Laporan Wartawan Tribunnews.com, Iwan Taunuzi
TRIBUNNEWS.COM, JAKARTA - Manager timnas Indonesia, Ramadhan Pohan, mengatakan bahwa penunjukan dirinya sebagai manager adalah untuk menjawab kerinduan masyarakat terhadap prestasi Indonesia.
"Ini bagian kerinduan saya juga untuk melihat timnas lebih berprestasi. Ini sebuah kehormatan dan kesempatan bagi saya untuk memberikan kontribusi bagi bangsa dan negara," tandasnya di kantor PSSI, Senin (23/4/2012).
Ramadhan mengatakan, saat pertama kali ditawarkan menjadu manajer timnas, ia sempat berpikir terlebih dahulu, apakah menerima atau menolak. "Saya berpikir, apakah ini sudah bisa saya lakukan. Setelah saya pikirkan lebih dalam, maka saya katakan bahwa ini adalah bagian kecintaan terhadap sepakbola, selain ada tanggungjawab di situ," ucapnya.
"Memang yang menjadi aktor adalah pemain. Kami hanya pendukung, kami dalam konteks manager, lebih kepada faktor internal dan eksternal yang ujungnya timnas bisa solid dan kokoh," ujarnya.

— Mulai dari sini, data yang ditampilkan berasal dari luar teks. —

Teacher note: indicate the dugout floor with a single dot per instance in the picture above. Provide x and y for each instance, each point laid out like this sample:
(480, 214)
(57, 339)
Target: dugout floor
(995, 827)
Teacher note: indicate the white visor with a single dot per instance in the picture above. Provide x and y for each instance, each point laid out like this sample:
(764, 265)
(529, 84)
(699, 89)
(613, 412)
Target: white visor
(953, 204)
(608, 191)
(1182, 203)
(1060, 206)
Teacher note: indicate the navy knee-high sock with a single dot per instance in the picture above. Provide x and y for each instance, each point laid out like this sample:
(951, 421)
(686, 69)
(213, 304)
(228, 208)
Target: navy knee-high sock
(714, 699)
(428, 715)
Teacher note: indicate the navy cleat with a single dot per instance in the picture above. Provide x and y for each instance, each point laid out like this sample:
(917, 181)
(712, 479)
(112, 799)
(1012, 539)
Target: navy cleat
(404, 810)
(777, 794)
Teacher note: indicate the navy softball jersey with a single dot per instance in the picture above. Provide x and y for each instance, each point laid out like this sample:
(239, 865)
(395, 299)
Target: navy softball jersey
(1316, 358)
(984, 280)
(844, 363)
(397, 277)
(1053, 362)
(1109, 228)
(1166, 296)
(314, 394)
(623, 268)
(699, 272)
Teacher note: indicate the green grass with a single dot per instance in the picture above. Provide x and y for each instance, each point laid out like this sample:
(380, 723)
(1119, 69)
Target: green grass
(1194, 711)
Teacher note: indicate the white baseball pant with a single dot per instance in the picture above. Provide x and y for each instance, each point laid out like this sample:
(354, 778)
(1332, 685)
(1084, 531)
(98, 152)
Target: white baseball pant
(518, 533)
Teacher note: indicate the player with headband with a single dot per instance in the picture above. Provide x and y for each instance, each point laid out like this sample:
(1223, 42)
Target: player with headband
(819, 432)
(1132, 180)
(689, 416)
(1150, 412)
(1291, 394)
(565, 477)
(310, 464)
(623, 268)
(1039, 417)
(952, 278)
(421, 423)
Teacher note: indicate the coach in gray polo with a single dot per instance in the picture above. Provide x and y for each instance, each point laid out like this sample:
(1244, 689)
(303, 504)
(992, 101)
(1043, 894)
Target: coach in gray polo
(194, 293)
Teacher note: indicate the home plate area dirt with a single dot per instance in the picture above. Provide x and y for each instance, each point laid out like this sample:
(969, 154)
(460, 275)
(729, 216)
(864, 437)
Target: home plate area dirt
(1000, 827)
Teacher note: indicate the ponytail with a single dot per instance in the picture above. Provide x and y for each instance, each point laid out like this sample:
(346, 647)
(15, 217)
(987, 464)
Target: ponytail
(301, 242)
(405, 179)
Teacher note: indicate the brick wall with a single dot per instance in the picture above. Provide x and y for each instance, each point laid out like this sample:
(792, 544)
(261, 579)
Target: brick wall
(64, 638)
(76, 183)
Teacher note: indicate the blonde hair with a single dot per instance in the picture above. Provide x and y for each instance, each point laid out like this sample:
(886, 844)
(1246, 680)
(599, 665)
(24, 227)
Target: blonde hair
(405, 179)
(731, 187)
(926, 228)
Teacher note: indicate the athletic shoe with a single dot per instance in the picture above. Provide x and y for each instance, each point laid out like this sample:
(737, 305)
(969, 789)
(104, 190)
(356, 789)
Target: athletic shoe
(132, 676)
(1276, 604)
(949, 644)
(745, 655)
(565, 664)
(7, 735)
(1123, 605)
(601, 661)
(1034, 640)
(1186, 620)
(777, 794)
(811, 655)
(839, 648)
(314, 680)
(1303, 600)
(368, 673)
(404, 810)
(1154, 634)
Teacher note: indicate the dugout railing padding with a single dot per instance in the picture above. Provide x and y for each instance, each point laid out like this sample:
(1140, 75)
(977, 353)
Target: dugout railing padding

Ramadhan pun juga mengatakan pada tahun 1970-an hingga awal 1980-an, Timnas Indonesia dijuluki Macan Asia, karena prestasi gemilang yang ditorehkan. Ramadhan pun berjanji akan kembali membuat Timnas disegani di Asia. "Saat ini kita juga bisa menuju ke sana," katanya.